I had never heard of data debt until I saw this article on the topic. In reading it, I couldn't help thinking that most everyone has data debt, it creates inefficiencies, and it's unlikely we'll get rid of it. And by the way, it's too late to get this under control. I somewhat dismissed the article when I saw this: "addressing data debt in its early stages is crucial to ensure that it does not become an overwhelming barrier to progress." I know it's a barrier, as I assume most of you also know, but it's also not stopping us. We keep building more apps, databases, and systems, and accruing more data debt. Somehow, most organizations keep running.
The description of debt might help here. How many of you have inconsistent data standards, where you might define a data element differently in different databases? Maybe you have duplicated data that is slow to update (think ETL/warehouses), maybe you have different ways of tracking a completed sale in different systems. Maybe you even store dates in different formats (int, string, or something weirder). How many of you lack some documentation on what the columns in your databases mean? Maybe I should ask the reverse, where the few of you who have complete data dictionaries can raise your hands.
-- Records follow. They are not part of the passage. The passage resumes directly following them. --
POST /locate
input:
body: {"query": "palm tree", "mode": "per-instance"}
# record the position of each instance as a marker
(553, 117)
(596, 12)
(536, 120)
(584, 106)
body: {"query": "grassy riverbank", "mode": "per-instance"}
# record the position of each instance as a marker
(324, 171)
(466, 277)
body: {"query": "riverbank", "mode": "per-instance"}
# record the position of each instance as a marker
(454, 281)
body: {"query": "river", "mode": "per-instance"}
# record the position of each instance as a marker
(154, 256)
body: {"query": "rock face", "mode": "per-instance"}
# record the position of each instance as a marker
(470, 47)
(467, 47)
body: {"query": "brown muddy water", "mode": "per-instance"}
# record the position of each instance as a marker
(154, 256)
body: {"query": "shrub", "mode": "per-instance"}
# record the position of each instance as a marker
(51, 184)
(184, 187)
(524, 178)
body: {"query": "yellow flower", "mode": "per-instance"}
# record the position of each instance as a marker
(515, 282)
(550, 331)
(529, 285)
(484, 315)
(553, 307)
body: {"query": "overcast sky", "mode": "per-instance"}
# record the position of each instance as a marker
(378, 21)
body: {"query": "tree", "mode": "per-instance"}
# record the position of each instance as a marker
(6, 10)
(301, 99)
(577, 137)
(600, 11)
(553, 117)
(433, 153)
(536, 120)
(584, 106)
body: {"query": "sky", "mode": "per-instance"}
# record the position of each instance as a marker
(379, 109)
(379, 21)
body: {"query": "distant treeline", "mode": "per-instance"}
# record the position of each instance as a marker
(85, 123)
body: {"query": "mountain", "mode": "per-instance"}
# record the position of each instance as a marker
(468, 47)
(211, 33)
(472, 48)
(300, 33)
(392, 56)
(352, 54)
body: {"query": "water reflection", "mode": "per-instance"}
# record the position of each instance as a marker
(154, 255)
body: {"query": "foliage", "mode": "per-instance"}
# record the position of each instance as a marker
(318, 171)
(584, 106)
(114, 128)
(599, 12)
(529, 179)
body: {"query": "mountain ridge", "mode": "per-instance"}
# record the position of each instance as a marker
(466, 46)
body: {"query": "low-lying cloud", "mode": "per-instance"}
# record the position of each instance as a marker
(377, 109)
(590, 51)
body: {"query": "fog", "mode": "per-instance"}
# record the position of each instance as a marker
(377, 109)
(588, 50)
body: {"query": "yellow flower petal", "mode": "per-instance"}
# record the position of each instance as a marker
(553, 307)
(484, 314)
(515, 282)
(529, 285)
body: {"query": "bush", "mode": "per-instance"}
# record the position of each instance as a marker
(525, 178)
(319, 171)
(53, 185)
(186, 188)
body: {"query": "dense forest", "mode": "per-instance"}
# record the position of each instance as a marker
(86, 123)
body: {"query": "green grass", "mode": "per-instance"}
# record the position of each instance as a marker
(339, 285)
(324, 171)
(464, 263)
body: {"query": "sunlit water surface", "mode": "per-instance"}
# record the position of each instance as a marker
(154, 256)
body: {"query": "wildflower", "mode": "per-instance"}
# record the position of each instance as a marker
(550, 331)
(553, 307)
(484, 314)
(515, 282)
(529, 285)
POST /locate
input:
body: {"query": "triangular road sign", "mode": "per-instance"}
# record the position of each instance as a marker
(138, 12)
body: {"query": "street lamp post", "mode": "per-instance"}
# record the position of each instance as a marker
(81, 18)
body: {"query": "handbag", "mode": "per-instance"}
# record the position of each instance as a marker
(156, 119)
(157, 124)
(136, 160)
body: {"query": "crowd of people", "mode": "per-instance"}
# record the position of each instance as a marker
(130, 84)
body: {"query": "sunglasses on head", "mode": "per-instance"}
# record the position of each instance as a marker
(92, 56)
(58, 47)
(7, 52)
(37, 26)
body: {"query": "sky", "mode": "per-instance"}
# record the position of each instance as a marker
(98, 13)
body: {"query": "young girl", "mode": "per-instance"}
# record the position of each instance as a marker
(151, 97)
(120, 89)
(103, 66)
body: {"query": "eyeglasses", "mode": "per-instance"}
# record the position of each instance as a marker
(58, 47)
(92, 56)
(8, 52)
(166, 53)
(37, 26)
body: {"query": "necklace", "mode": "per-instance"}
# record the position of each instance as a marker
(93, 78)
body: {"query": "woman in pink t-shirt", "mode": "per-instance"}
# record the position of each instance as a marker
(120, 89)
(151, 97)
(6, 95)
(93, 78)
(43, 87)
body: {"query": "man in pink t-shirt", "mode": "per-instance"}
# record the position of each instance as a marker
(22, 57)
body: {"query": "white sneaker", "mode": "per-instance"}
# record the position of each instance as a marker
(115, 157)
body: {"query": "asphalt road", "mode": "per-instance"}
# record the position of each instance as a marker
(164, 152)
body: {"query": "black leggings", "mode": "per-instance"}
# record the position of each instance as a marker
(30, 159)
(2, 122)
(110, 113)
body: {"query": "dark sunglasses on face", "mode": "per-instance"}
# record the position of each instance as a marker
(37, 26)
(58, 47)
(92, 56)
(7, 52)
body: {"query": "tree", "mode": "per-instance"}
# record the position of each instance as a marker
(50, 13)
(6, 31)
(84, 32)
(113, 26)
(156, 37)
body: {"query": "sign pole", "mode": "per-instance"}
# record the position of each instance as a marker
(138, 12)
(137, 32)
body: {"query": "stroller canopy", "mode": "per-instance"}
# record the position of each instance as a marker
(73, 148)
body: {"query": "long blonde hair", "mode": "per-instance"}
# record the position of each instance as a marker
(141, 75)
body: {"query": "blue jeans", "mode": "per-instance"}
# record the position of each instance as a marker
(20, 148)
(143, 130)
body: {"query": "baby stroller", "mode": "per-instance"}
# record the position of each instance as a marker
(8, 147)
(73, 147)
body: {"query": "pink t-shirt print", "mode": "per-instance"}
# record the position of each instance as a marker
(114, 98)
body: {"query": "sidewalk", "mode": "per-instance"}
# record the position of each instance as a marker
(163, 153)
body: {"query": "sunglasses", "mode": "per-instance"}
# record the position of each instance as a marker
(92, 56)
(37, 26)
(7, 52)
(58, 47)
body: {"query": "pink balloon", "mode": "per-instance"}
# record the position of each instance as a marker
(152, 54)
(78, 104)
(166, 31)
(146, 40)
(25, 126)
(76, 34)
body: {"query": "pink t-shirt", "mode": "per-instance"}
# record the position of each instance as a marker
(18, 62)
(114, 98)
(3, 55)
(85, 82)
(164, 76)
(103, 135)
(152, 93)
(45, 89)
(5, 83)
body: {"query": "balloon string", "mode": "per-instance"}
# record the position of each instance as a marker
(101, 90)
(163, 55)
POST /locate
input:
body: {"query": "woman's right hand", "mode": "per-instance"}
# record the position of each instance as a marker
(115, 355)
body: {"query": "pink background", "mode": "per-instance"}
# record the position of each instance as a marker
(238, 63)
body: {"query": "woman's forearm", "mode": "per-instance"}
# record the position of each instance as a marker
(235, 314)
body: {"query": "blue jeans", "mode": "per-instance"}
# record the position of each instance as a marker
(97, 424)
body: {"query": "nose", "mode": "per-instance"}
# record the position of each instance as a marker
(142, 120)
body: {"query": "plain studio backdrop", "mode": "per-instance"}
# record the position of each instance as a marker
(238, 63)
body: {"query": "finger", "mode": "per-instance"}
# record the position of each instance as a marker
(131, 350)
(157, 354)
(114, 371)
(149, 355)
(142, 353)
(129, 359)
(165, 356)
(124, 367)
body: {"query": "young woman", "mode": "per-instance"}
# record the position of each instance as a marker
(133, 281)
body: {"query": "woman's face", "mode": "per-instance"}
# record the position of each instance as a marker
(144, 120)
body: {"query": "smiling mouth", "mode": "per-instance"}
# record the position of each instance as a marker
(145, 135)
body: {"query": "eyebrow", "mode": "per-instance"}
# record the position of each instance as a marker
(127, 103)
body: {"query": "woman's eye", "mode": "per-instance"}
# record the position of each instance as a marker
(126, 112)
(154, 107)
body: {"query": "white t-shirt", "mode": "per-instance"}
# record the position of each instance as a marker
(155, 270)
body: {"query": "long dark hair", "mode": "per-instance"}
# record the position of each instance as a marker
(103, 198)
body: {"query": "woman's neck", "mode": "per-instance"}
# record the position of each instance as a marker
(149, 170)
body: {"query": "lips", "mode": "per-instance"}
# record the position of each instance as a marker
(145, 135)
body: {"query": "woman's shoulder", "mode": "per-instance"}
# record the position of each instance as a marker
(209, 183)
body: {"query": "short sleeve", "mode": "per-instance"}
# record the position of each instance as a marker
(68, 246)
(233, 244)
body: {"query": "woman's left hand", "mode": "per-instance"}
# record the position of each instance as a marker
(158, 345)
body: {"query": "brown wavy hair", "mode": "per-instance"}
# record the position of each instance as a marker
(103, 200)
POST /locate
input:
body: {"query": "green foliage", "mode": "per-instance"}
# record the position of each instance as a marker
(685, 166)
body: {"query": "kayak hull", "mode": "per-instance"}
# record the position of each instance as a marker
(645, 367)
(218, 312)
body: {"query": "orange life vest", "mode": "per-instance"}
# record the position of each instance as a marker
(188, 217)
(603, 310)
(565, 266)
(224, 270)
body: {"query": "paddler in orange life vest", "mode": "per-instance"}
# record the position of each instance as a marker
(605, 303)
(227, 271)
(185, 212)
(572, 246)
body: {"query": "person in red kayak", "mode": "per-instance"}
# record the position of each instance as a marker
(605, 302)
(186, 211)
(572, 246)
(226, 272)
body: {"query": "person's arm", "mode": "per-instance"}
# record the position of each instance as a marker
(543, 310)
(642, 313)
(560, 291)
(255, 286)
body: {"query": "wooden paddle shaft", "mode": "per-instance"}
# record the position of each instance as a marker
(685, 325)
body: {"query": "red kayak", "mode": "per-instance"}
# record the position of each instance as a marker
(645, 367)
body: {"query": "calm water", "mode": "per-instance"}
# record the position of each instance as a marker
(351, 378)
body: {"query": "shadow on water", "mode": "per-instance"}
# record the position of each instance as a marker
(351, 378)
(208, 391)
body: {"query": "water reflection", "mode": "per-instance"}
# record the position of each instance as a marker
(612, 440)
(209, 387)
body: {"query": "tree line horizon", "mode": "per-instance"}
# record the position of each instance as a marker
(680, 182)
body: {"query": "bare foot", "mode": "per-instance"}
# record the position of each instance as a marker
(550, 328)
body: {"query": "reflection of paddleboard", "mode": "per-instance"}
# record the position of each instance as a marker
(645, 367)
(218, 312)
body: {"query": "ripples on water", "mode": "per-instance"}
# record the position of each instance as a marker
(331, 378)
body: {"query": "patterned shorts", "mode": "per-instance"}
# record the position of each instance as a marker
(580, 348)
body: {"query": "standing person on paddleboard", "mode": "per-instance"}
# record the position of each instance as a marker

For most of my career I've heard a couple of terms that I've never really seen implemented. There's the famous "single version of the truth" for a system, which seems to break down whenever we add a reporting or warehousing system. Even inside a single database, often an OLTP one, it's hard to get a truth because values are changing so fast. The other term is MDM (master data management), which promises to ensure that every element is tracked and tagged the same way. No misspelled customer names or outdated addresses. There have been no shortage of products I've seen to help people tackle this problem, but ultimately I think the amount of data debt is too high. When we realize we need MDM, we'll never pay down that debt, mostly because too many developers have too many habits and legacy ways of capturing data that will never get integrated into any MDM dictionary.
The article seems like a great academic set of principles. Make sure you label all your data. Put governance in place, with good access controls. Train workers, establish accountability to properly manage data. Invest in scalable architectures. How many of you can add scale to your system easily? It's always taken me jumping through a variety of hoops to do that. The cloud makes it easy.
For a month. Then when the bill comes, you'll be scaling back down.
Really, the chaos of the real world, where organizations are not one thing, but a large number of people and groups, each with their own goals and processes, just trying to get enough done to keep the organization moving forward is where we live. There's no real time to deal with data debt.
Except if you're the ETL person. We mostly pay you to move data around and clean it as best you can. At least then the problem remains hidden from the report readers, who trust you've actually done the T portion of ETL correctly.